For my final, I wanted work more with OpenAI’s GPT-2, as further experimentation with it had begun to shift my thinking about natural language generation, particularly in the realm of pre-trained models, which don’t merely reflect the source text back onto itself in a novel and occassionally surprising configuration, as is the case with older methods of generating text, but importantly do so inflected by gigabytes and gigabytes of worldly, extraneous stuff. It has a model of the world, and though miniature,stunted, and wildly limited, compared to something like human or animal intelligence, it’s a model of the world nevertheless. (This line of thinking of mine was motivated by moments such as though encountered in my previous blog post, where the model, fine-tuned on Beckett’s poetry, had introduced a tangent on Epimetheus, mention of whom didn’t exist in the source, among other moments.)

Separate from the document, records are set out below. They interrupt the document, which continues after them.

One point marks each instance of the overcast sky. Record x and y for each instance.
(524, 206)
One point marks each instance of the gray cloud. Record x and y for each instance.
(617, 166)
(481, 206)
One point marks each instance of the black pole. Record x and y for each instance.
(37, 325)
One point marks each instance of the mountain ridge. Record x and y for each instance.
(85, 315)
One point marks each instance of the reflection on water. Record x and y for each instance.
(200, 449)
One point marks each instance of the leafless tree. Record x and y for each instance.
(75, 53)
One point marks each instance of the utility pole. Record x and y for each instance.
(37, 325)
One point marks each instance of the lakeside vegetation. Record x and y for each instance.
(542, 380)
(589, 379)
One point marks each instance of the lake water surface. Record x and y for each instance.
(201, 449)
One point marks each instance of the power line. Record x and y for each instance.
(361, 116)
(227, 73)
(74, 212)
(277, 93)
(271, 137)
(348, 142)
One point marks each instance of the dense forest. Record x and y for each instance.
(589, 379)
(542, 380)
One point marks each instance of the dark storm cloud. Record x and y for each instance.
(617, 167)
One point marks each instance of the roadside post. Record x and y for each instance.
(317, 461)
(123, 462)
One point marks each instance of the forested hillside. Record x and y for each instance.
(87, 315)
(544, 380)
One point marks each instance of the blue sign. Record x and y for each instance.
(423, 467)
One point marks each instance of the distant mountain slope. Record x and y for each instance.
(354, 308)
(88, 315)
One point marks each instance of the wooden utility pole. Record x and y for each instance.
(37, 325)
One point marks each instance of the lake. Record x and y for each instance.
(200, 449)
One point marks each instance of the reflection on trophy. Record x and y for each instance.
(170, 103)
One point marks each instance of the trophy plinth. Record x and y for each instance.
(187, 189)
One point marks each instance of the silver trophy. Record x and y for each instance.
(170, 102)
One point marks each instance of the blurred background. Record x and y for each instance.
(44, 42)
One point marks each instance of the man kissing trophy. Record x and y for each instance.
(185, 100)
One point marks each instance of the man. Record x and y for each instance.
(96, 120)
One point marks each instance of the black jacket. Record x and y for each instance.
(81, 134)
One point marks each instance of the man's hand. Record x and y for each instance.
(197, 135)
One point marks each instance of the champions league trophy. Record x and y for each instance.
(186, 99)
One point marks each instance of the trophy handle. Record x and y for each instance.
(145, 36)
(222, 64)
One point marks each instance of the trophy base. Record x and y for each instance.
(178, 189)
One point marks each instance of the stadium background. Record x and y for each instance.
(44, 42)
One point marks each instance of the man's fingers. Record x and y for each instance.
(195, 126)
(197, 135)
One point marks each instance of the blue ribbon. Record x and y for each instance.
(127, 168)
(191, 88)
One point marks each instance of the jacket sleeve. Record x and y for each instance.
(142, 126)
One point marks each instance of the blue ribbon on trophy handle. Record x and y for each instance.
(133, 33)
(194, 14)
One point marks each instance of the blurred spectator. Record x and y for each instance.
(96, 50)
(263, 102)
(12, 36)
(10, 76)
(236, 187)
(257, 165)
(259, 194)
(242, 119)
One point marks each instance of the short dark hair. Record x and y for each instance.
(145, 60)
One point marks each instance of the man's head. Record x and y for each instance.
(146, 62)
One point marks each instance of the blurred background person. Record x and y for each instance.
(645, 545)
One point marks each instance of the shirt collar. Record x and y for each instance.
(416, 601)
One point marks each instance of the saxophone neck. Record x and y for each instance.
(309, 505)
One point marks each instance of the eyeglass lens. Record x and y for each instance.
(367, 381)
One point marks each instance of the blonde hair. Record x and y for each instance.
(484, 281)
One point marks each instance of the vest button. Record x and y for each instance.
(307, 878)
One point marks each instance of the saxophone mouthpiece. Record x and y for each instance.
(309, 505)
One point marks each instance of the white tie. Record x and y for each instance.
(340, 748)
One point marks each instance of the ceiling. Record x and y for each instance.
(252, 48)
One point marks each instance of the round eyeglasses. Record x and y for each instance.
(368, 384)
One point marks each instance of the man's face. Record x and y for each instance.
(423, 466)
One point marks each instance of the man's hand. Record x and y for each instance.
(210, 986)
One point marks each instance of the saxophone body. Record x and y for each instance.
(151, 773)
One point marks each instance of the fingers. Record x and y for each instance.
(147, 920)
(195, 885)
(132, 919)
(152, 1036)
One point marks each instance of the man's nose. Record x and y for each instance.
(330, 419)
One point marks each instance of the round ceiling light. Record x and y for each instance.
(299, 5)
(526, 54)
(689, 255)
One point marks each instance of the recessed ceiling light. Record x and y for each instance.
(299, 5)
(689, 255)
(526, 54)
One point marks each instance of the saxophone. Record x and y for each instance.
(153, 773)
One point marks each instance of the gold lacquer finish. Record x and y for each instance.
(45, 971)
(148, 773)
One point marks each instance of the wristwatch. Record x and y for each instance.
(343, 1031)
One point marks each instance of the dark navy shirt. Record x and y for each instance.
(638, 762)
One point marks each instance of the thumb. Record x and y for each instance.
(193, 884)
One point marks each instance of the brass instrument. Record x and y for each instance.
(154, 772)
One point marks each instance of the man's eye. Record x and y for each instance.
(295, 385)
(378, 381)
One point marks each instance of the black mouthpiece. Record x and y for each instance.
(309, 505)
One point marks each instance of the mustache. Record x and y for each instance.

Heretofore I’d only been either prompting the model or engaging in a slightly more involved task of fine-tuning its weights (transfer learning). I wanted to get into the guts of it, and so begun my work on my final by adjusting various things in the scripts that handle the various steps of generation. This was really messy work, and after a while I got a few things to work a little differently, but ultimately the effect just wasn’t worth the newly introduced bugs and here-and-there incoherences. What I was basically trying to do was superimpose the generations of generations - by which I mean, I wanted one step of generation to be dictated by the weights saved at step 60 (for example), another to be dictated by the weights saved at step 200, and so on. It was to be a palimpsest of the different moments of training. And I was trying this with two different approaches with regards to source text: one, with training on the same text the whole time, and the other, with training a motley of different texts in sequence, swapping out texts every time the weights would be saved.
This was fine, but I wasn’t reaching the effect I was aiming for.
So I decided instead to aim for this same or similar effect manually, in Python. I put together a script that read in four text files - one consisting of Beckett’s Molloy, another consisting of Beckett’s poems, a third consisting of scraped BBC sports articles, and a fourth consisting of a slurry of text generated from a variety of sources (Beckett, Gertrude Stein, Scott Walker, sports, one introduced after the other not dissimilar to the method I mention above). The script include several pre-processing steps, removal of various things from the sports corpus (sentences shorter than 5 character, sentences longer than 80 characters, punctuation, numbers), and then a function that interleaves the four different sources. The goal here was to attenuate the texts self-similarity: to make it less alike itself, and insodoing, to some extent befuddle and sabotage the training process, while still achieving some regularity and coherence, which in part is taken care of by the multi-head attention in the Transformer’s decoder in GPT-2.
I then trained GPT-2 on this mixture.
I generated text from weights taken from this trained at many different times steps and at different “temperatures”.
You can find my favorite generation in this link here.
The script simply wraps and centers it.
I haven’t read it all, or even close really, and from a quick scroll-through, I can see that there are a couple moments of breakdown and glitching (model tumbles on a word for a bit). But overall, I quite like what I’ve read.
Here’s what I read at the RWET Final Presentation event (apologies for the weird coloring below; no clue why it’s showing up like that):
All is going well the sky is shifting in an instant But for me I mustn’t have been the first time I was caught up too hastily in these strange undertakings. And that black sky dims tired of me I got up early There I was, in the first hour of my Olympic quest, and at the first sign of being, and then as soon as the lights went out, and then by chance too, by accident, so that it was not clear what I was doing there, that is, where I was sitting when my plane rose and what I was doing there. And that black sky dims tired of me I did not know what I was sitting there, standing still. But I may well have been tired of me And I will never forget the feeling of seeing the woman But I do not think I took part in the programme, or at least in my mind how to describe it. Was she not the one from whom the sun set? The moon is watching the sky is dark But for me the time trial I took part in The woman in the black fidgeting in the dark, on the left, her hair unkempt and her eyes closed, I think. I’m sorry. sighing up through the heavy air the moon is watching We were looking forward to the day when the tribunal would see what we’re doing I felt obliged to give her evidence, and to give the reasons for why I’m unable today to make use of her limited memory. tired of me won the medal double That’s why I got up early and got up early Was it possible then, in my mind, that the woman in the blue scarf in the corner of my memory, the one from whom the sun came, was sitting still, still, as if by magic, in my memory, with only the scarred thing from which the sun had come, standing still, still, as if he were speaking. was not there when I was in the green and gold. But for all that I took part in the trial I did not try to tell her a thing And it was the green I had forgotten, my memory, that was forgotten, my understanding blank. Was not he also watching the Olympic game? The Green sighing up the steep hill We did not try to tell her a thing No. I say too. sighing up the steep hill tired of me We had to get through the night in one go To put it politely. the Green won the gold The day and night champion It was a grey, unkempt scarf, in the shape of a man, and the man was barefoot. Was not he also watching the Olympic game?